TIPS VOOR ONDERZOEKSOPDRACHTEN EN TENTAMENSTOF (HBO/MBO+).


HBO-SCRIPTIE / UITLEG OPBOUW VAN EEN ONDERZOEKSVERSLAG 1/3
Deel 1 (van 3). 


Dit artikel behandelt: Hoofdstukindeling van een onderzoeksverslag en scriptie, De juiste schrijfstijl van een scriptie , Een omslag en koptitel die de aandacht trekken, Een leuk, voorwoord, Het nut van leesaanwijzingen per hoofdstuk. Wat moet er in de managementsamenvatting? Voorbeeld van een Inleiding  Zorg dat de contextbeschrijving alleen maar relevante infomatie bevat, Twee voorbeelden van veel gemaakte fouten bij contextbeschrijvingen, hulpmiddel contextbeschrijving in delen micro, meso en macrovalkuil: afdwalen van de probleemstelling  Belangrijke TIP: Durf te STOPPEN wanneer je merkt dat je afdwaalt van de hoofdvraag! Pauzeer!  De 5 onderwerpen te behandelen in Methodologie   Inductief of deductief?  Methodologie-onderdeel het beschrijven van de aanpak van het onderzoek,   Uitleg geven over keuzes van verschillende methoden


Hoofdstukindeling


De hoofdstukindeling van een HBO-scriptie is voorgeschreven door je opleiding. Onderstaand zie je de meest gebruikte indeling voor scripties. Het kan per HBO-opleiding iets verschillen.
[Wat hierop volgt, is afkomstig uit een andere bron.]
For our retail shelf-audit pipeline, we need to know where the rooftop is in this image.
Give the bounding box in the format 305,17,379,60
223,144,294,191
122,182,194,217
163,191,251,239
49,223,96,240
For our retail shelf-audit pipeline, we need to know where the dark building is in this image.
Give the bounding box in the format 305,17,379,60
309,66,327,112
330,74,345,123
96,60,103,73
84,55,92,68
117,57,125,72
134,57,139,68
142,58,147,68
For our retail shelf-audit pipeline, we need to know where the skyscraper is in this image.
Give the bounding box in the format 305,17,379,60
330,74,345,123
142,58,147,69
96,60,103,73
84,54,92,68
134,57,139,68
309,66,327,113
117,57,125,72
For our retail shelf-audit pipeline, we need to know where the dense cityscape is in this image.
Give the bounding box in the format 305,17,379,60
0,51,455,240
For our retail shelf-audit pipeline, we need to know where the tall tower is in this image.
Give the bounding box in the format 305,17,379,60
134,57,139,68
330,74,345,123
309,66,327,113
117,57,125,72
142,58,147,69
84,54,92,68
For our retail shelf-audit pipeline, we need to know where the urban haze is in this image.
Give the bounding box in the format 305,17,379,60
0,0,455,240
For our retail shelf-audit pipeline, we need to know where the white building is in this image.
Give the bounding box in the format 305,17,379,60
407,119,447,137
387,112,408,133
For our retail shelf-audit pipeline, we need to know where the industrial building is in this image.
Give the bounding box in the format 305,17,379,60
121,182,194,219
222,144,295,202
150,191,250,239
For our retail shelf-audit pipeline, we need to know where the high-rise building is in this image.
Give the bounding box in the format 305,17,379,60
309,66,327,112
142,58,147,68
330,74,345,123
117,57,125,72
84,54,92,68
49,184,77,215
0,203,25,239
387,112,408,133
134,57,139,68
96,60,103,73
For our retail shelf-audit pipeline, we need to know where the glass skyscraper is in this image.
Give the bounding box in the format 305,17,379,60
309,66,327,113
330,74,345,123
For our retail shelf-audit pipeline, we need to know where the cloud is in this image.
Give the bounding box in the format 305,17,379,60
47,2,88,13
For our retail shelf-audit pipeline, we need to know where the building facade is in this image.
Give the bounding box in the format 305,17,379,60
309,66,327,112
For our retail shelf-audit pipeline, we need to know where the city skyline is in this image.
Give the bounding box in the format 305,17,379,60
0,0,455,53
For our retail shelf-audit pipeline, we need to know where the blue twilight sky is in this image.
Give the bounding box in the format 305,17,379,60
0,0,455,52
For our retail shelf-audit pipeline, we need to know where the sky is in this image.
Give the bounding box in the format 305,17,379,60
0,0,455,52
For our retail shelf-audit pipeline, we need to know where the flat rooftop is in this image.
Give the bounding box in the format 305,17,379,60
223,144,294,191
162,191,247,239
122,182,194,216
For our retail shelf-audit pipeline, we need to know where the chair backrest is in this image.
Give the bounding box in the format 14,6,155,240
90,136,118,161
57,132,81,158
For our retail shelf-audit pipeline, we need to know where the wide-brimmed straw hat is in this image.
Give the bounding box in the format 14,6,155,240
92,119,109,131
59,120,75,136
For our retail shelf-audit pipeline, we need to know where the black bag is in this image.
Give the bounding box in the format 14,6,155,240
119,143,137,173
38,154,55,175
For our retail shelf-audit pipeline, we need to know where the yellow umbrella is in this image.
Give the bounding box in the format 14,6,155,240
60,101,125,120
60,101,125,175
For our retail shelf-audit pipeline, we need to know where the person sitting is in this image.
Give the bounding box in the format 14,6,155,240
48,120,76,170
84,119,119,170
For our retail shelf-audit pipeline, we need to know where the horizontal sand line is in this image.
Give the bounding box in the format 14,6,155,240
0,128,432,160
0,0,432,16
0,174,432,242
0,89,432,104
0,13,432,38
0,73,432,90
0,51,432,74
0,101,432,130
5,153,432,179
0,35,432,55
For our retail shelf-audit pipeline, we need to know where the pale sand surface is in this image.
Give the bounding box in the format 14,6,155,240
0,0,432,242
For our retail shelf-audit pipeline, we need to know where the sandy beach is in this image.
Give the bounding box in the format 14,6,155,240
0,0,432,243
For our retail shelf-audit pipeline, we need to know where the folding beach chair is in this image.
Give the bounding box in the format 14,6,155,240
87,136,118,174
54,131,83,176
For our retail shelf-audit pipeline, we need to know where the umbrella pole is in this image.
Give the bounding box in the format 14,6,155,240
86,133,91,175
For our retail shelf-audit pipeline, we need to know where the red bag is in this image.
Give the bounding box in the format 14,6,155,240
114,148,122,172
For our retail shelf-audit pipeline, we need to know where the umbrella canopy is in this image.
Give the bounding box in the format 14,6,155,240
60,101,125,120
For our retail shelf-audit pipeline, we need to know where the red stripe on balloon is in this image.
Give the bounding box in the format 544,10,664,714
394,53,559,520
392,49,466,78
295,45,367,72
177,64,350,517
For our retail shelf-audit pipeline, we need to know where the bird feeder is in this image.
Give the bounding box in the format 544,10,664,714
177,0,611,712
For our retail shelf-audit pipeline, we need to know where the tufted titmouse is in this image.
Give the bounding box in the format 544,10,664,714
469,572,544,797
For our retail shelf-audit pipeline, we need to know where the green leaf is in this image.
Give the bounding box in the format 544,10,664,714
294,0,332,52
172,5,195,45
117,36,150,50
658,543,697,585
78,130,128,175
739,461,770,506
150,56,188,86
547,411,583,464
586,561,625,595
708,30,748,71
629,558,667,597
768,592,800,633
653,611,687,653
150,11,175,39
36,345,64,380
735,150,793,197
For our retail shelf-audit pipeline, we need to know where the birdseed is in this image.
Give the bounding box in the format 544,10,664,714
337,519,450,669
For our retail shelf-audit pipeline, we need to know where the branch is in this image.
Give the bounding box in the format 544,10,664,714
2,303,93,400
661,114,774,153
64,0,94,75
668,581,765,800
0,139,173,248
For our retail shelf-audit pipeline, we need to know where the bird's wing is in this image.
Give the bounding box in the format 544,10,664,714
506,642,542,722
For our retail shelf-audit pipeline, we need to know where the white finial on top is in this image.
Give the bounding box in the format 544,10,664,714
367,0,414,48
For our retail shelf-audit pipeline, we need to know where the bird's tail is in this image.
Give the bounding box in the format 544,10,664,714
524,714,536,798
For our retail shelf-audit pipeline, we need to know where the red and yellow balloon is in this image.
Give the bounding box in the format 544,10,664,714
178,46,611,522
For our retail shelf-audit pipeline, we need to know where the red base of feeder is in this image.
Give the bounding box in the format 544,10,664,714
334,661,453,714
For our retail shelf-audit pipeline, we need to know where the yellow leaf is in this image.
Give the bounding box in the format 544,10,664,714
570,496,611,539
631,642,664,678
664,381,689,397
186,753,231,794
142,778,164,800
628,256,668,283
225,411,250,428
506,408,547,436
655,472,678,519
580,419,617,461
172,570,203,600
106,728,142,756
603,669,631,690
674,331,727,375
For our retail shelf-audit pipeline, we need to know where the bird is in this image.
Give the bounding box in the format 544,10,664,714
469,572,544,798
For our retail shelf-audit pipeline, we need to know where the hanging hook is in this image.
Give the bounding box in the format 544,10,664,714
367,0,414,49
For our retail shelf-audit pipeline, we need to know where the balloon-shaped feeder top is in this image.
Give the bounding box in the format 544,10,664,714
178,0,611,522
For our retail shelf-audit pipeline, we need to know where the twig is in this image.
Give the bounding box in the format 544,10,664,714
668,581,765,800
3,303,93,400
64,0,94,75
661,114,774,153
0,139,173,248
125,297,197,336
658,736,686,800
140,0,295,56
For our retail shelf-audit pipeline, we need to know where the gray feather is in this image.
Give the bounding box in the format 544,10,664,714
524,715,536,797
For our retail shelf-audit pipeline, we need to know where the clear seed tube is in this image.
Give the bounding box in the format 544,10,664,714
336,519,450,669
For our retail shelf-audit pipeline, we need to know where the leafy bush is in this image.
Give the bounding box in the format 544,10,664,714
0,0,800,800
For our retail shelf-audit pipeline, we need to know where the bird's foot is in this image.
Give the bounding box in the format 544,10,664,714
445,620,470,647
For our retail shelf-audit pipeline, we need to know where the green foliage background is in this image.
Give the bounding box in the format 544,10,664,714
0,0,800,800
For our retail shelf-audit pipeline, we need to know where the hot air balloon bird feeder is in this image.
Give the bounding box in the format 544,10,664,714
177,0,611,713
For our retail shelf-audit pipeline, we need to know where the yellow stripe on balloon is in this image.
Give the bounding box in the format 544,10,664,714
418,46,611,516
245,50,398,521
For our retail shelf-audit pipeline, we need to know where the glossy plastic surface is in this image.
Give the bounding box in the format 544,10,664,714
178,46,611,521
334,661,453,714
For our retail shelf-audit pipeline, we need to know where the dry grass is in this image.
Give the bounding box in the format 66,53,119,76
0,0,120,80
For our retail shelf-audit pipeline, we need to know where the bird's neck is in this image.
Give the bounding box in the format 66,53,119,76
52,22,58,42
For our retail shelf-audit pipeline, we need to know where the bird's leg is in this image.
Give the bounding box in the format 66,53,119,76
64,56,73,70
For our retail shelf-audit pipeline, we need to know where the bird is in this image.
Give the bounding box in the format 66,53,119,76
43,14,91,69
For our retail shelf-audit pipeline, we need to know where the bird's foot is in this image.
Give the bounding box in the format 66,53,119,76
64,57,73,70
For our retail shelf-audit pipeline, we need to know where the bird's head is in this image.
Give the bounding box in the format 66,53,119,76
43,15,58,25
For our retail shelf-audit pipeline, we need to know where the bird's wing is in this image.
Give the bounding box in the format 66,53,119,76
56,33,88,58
Informeer bij je opleiding of je een voorbeeldscriptie mag inzien. In deel 1 worden de hoofdstukken inhoudelijk behaneld tot en met het hoofdstuk Methodologie. In de artikelen Schrijven van een scriptie deel 2 en schrijven van een scriptie 3 worden de andere hoofdstukken behandeld.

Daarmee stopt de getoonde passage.